L'Inspection générale des affaires sociales (IGAS) a évalué douze services de santé au travail interentreprises (SSTI) implantés dans quatre régions afin de déterminer les forces et faiblesses du secteur. La mission s'est appuyée également sur un questionnaire adressé aux entreprises adhérentes de ces douze services et aux représentants du personnel.
Dans leur rapport, les inspecteurs dressent une série de constats critiques, en commençant par la « rareté » de la ressource médicale dans un contexte où la loi a favorisé la mutualisation de services médicaux entre entreprises. La quasi-totalité des SSTI visités ont perdu, entre 2015 et 2018, 20 % de leurs médecins (en ETP) et 17 % en effectifs en moyenne.
Pour combattre ce déclin démographique, les SSTI accueillent des internes en stage et des collaborateurs médecins, encouragent le cumul emploi retraite ou encore font appel à des médecins à diplôme étranger. Malgré ces viviers de recrutement, l’effectif moyen de salariés suivis par médecin en ETP a augmenté de 13 %, passant de 3 800 début 2017 à 4 300 début 2019.
Médecin manager, pas si simple
La pluridisciplinarité des équipes de santé au travail, introduite par des réformes de 2011 puis de 2016, a certes permis de recentrer le médecin sur un rôle d'animation, de coordination des équipes et de suivi des salariés les plus complexes et en déléguant par exemple la visite d'information et de prévention aux infirmiers en santé au travail (IDEST). Problème, ce rôle de manager est souvent « difficile à exercer » pour des praticiens qui n'ont pas de formation initiale au management et dont le cursus les prépare avant tout à un rôle d'expertise.
Du coup, la délégation de tâches se révèle « très variable » d'un service à l'autre, et même « entre médecins d'un même service », pointe l'IGAS qui relève des blocages. Les missions des SSTI ne sont pas accomplies « de manière homogène ». Les actions en milieu de travail ou de maintien dans l'emploi sont marquées par de très fortes disparités entre services.

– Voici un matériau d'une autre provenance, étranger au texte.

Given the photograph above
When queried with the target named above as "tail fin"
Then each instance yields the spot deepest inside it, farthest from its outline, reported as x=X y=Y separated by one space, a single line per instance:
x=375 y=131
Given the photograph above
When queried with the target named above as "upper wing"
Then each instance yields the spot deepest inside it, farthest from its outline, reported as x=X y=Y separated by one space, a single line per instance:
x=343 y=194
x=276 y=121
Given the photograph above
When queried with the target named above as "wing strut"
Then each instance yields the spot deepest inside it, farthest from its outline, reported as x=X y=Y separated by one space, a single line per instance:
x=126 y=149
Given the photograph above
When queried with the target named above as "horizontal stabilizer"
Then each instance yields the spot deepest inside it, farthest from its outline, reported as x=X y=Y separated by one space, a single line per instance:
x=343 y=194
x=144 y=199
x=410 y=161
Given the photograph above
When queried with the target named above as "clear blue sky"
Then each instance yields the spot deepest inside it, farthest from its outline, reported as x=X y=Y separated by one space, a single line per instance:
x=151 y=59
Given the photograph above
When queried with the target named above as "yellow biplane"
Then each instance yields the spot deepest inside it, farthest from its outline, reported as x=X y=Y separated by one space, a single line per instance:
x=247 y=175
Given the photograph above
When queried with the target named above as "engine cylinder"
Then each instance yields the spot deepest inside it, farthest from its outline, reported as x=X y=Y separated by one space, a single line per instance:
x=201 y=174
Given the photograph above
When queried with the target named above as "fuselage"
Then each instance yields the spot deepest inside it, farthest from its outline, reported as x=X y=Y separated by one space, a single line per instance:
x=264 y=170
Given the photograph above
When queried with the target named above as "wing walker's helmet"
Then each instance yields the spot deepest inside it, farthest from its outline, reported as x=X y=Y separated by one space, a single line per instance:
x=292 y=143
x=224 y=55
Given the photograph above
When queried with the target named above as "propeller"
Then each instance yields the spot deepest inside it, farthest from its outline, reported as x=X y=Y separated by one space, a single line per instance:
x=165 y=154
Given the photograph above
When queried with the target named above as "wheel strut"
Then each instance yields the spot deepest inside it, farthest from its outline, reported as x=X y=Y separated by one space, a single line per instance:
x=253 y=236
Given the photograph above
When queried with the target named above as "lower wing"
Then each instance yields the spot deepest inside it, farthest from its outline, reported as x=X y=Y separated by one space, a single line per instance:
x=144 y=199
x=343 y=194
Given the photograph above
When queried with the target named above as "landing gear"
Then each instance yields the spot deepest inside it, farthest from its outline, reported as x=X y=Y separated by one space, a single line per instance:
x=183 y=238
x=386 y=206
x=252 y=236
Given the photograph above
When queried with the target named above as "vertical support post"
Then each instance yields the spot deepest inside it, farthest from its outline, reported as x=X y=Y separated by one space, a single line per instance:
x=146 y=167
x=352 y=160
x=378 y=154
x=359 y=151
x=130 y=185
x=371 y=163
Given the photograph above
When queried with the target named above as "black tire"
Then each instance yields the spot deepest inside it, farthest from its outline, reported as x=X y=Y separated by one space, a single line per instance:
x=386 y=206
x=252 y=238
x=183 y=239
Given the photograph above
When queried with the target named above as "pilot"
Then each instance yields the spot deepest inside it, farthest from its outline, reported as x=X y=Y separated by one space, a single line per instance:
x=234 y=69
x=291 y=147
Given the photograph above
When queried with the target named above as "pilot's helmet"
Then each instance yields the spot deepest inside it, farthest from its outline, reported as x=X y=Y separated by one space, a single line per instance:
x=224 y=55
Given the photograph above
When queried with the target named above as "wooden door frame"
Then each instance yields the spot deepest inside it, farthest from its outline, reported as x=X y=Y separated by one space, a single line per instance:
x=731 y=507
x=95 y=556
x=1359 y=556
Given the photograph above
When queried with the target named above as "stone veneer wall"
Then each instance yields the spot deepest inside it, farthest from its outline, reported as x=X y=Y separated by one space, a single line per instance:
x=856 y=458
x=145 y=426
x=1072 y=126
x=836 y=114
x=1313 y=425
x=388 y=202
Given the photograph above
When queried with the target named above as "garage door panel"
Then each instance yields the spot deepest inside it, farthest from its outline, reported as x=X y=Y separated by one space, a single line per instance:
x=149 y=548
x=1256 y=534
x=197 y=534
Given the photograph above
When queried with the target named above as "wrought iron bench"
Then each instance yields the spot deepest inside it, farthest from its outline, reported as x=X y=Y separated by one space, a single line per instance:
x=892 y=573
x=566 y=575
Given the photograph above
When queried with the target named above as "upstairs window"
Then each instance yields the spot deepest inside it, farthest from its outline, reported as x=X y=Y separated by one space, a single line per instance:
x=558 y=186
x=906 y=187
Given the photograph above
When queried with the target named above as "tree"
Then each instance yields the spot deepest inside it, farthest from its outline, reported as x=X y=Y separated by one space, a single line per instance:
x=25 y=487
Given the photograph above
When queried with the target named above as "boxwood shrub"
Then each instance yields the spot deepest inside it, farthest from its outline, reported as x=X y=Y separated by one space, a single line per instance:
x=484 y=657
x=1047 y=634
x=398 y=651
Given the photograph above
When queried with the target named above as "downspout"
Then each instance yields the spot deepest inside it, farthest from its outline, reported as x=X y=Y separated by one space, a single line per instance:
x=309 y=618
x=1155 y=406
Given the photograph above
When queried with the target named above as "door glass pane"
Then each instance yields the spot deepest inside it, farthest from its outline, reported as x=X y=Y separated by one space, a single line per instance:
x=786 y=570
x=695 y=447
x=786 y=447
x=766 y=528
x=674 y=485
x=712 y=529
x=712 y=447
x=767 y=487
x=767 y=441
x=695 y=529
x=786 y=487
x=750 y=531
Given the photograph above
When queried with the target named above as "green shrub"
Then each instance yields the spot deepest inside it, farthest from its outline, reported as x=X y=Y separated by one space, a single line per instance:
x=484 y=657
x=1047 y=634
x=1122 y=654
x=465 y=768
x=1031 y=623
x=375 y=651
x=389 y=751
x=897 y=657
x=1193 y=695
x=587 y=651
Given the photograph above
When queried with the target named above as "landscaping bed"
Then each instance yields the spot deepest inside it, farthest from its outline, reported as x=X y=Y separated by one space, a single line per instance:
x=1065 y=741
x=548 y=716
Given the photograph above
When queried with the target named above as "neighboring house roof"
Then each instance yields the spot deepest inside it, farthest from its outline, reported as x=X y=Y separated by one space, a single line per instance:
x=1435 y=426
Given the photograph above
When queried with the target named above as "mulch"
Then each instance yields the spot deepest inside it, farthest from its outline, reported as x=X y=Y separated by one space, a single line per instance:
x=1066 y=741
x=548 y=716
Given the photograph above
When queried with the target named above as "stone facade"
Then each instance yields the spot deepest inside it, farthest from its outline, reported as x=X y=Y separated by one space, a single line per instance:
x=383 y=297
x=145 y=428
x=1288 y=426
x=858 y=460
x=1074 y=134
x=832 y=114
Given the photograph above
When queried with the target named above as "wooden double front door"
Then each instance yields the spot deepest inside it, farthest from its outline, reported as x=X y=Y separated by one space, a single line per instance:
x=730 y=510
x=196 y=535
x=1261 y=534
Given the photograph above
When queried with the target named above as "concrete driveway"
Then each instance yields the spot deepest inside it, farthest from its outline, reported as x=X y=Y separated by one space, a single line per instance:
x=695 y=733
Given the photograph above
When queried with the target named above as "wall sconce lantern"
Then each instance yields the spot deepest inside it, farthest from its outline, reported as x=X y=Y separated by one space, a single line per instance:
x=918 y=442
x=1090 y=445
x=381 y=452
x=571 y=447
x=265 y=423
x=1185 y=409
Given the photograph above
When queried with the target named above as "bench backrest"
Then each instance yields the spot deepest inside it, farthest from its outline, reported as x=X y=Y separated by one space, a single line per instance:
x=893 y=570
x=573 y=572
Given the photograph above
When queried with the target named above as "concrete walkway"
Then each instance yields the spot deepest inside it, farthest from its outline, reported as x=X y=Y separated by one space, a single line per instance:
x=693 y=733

La prévention primaire reste « peu développée ». De surcroît, la réalisation des visites et examens obligatoires n'est pas toujours assurée dans les délais, en dépit de la délégation significative aux infirmiers.
À ces performances disparates, s'ajoutent les critiques des employeurs et des salariés « sur le service rendu et le montant des cotisations » des SSTI, souligne l'IGAS. Le modèle économique souffre d'un manque de contrôle interne et externe, d'autant que les cotisations sont variables (entre 57 et 162 euros annuels par salarié) et leur rapport coût-efficacité difficile à évaluer.
Un autre écueil majeur est lié au manque de pilotage des services de santé au travail, sans « tête de réseau » pour les représenter. Il manque également une base de données commune (tant sur le plan épidémiologique que sur celui de l'activité), ce qui conduit à « une perte de potentiels signaux sanitaires de proximité ».
Davantage de télémédecine
Face à ces carences, les inspecteurs font une série recommandations à mettre en œuvre sur trois ans. Plusieurs visent à accroître la qualité globale et individuelle du service rendu. En contrepartie des cotisations employeurs, l'IGAS propose de redéfinir un socle de « prestations de base », à compléter par des actions complémentaires sur demande des entreprises (payables au forfait). Tous les SSTI doivent mettre en place une cellule de prévention de la désinsertion professionnelle et de maintien en emploi.
Un « référentiel de certification » des SSTI est également souhaitable pour vérifier l'amélioration des pratiques d'ici à 2021, ainsi que des « indicateurs de satisfaction » pour mesurer la perception de la qualité du service rendu.
Concernant les médecins du travail, l'IGAS appelle à renforcer leur démographie par des mesures d'attractivité mais aussi en réduisant la durée de formation des collaborateurs médecins de 4 à 3 ans ou en homogénéisant la répartition des praticiens au sein de chaque territoire, avec des « seuils minimum ».
Il conviendrait aussi de promouvoir la télémédecine (en précisant sa doctrine d'utilisation en santé au travail) et d'élargir le périmètre d’intervention des infirmiers du travail à certaines visites de suivi individuel dévolues aux médecins. Pour l'IGAS enfin, les médecins du travail doivent pouvoir consulter le dossier médical partagé (DMP) avec l'accord du salarié.